In fact, their lives have kept moving steadily forward with tasks, routines, work, kids, leisure, plans, dreams, goals etc. LIFE GOES ON. And some of them are ready for us to go on too. They want the old Rick and Kay back. They secretly wonder when things will get back to normal for us – when we’ll be ourselves, when the tragedy of April 5, 2013 will cease to be the grid that we pass everything across. And I have to tell you – the old Rick and Kay are gone. They’re never coming back. We will never be the same again. There is a new “normal.” April 5, 2013 has permanently marked us. It will remain the grid we pass everything across for an indeterminate amount of time….maybe forever.

You know, it wasn’t all that long ago that it was standard in our culture for people to officially be in mourning for a full year. They wore black. They didn’t go to parties. They didn’t smile a whole lot. And everybody accepted their period of mourning; no one ridiculed a mother in black or asked her stupid questions about why she was STILL so sad.

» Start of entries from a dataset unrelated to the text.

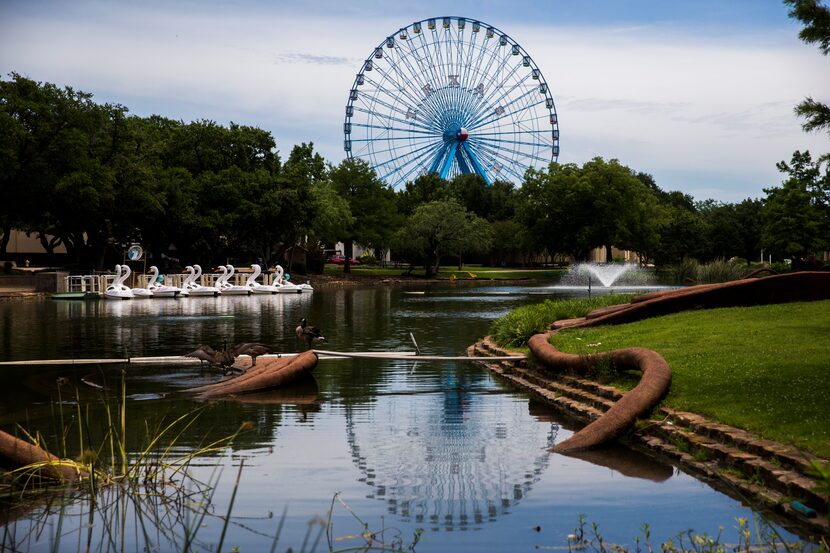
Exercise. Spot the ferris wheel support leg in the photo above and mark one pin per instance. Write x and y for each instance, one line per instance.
(476, 164)
(445, 169)
(436, 163)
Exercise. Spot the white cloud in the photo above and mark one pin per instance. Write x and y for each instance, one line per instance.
(701, 113)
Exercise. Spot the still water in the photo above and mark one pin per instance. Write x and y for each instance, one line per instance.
(441, 447)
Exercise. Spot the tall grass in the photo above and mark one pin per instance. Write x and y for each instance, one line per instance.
(690, 271)
(515, 328)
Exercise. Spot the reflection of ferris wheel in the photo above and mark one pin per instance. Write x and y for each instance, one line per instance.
(449, 96)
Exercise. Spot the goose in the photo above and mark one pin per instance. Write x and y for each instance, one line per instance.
(226, 358)
(309, 334)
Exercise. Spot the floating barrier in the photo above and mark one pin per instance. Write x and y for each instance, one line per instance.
(322, 354)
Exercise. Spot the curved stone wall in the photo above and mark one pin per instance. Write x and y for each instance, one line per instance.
(656, 379)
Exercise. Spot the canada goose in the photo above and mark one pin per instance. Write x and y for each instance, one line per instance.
(225, 357)
(309, 334)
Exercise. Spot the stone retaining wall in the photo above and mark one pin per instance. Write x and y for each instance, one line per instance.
(766, 475)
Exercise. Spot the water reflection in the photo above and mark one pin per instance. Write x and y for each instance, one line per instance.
(451, 459)
(442, 447)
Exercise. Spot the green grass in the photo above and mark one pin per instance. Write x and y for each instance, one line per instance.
(514, 329)
(765, 369)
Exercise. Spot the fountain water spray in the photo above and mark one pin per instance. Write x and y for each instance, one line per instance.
(605, 273)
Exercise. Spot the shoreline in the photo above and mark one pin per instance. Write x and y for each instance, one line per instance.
(760, 473)
(323, 281)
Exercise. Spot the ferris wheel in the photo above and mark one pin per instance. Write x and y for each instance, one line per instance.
(450, 95)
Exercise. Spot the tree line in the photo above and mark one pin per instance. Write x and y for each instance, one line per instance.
(92, 177)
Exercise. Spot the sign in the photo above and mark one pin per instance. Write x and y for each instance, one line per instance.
(135, 252)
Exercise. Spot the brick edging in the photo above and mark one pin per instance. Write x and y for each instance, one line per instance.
(758, 472)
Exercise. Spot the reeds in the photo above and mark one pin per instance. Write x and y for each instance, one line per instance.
(515, 328)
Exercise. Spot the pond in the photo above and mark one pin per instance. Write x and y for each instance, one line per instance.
(443, 448)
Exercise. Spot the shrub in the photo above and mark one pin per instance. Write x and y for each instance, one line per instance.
(515, 328)
(368, 259)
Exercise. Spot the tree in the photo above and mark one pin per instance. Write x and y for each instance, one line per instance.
(438, 228)
(573, 210)
(797, 215)
(816, 19)
(372, 204)
(493, 202)
(424, 189)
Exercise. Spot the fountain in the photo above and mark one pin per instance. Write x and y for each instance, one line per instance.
(606, 273)
(628, 276)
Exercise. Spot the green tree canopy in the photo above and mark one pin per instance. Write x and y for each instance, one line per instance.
(439, 228)
(816, 19)
(372, 204)
(797, 215)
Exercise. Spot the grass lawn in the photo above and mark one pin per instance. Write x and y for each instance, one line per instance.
(467, 272)
(765, 369)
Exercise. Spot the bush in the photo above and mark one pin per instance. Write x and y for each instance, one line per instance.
(516, 328)
(685, 271)
(368, 259)
(720, 270)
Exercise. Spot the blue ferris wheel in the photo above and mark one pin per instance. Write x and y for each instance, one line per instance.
(450, 95)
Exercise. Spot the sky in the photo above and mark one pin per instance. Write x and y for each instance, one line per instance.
(698, 93)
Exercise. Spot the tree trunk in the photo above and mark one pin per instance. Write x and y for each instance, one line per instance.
(4, 239)
(348, 245)
(428, 268)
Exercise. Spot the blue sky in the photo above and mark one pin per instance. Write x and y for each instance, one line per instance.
(698, 93)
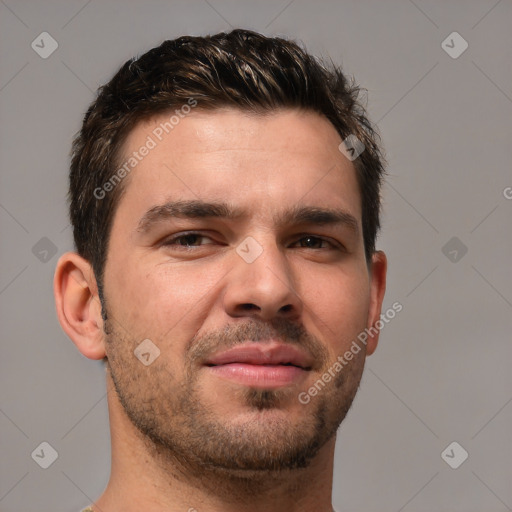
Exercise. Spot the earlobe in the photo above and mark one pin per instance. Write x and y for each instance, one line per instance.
(78, 305)
(378, 271)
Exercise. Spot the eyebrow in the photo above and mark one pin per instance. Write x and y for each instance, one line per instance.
(197, 209)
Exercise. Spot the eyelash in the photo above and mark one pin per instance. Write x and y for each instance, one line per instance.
(174, 239)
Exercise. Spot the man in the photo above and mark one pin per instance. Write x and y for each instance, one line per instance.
(225, 204)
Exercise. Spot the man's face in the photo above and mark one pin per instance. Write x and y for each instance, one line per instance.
(225, 253)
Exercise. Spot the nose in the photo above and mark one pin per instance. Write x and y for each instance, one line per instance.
(263, 288)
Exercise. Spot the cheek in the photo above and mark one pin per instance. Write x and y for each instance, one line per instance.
(166, 301)
(339, 307)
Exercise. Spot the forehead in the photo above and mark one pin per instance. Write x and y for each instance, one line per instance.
(258, 162)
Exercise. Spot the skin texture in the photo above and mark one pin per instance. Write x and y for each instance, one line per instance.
(183, 437)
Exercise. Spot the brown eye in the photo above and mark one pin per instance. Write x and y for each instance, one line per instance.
(187, 240)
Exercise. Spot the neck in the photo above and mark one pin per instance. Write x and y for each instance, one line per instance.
(146, 477)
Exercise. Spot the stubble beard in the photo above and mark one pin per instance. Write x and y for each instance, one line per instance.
(182, 430)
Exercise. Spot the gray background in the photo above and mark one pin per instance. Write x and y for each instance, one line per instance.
(442, 369)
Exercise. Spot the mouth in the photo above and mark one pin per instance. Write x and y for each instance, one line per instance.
(261, 365)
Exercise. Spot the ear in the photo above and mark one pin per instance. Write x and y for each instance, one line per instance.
(78, 304)
(378, 269)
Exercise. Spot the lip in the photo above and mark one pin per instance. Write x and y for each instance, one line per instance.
(261, 365)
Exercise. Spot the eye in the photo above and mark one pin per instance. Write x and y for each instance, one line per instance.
(314, 242)
(187, 240)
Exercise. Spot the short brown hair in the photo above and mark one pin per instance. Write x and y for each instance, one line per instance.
(240, 69)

I can be callous with the grief of another and rush through the conversation without really listening, blithely spouting the platitudes I hate when offered to me…We’re not good grievers, and when I judge you, I judge myself as well…True friends…love at all times, and brothers and sisters are born to help in time of need (Prov. 17:17 LB).

The truest friends and “helpers” are those who wait for the griever to emerge from the darkness that swallowed them alive without growing afraid, anxious or impatient…They’re ok with messy and slow and few answers….and they never say “Move on.”

Thank you, Kay. You have eloquently expressed the heart of a griever’s innermost vocabulary, when they are honest with themselves. Thankfully though, because Christ is a Healer and His compassions never fail, we need never sorrow hopelessly.

The day following our son’s passing, this was my own post on Facebook:

God blessed Sandy and me with the gift of a lifetime, our son Graham. We were blessed to have our baby boy (our only) for twenty-four fun-filled, amazing, tragic, adventurous, never-a-dull-moment, heart-wrenching, miraculous, painful, sweet, cuddly, hard, eye-opening, jaw-dropping, hand-clapping, sweet-as-pie, soft-as-silk, abrasive-as-sandpaper, thrilling, magical, wonderful years.

Yesterday, he went Home. He’s with Jesus. The war is over. The struggle has ended. Devil, you scoundrel, you wanted to destroy him but God promoted him. You can’t touch him anymore. Can’t. You lose. Gra-Gra is with God now. Praise Jesus, his chains are gone. Amazing, amazing grace.

Hallelujah. Selah.

Psalm 85:2

All THAT makes all THIS worth it.

Remind me to tell you about my recent dream. It’s bona-fide Graham.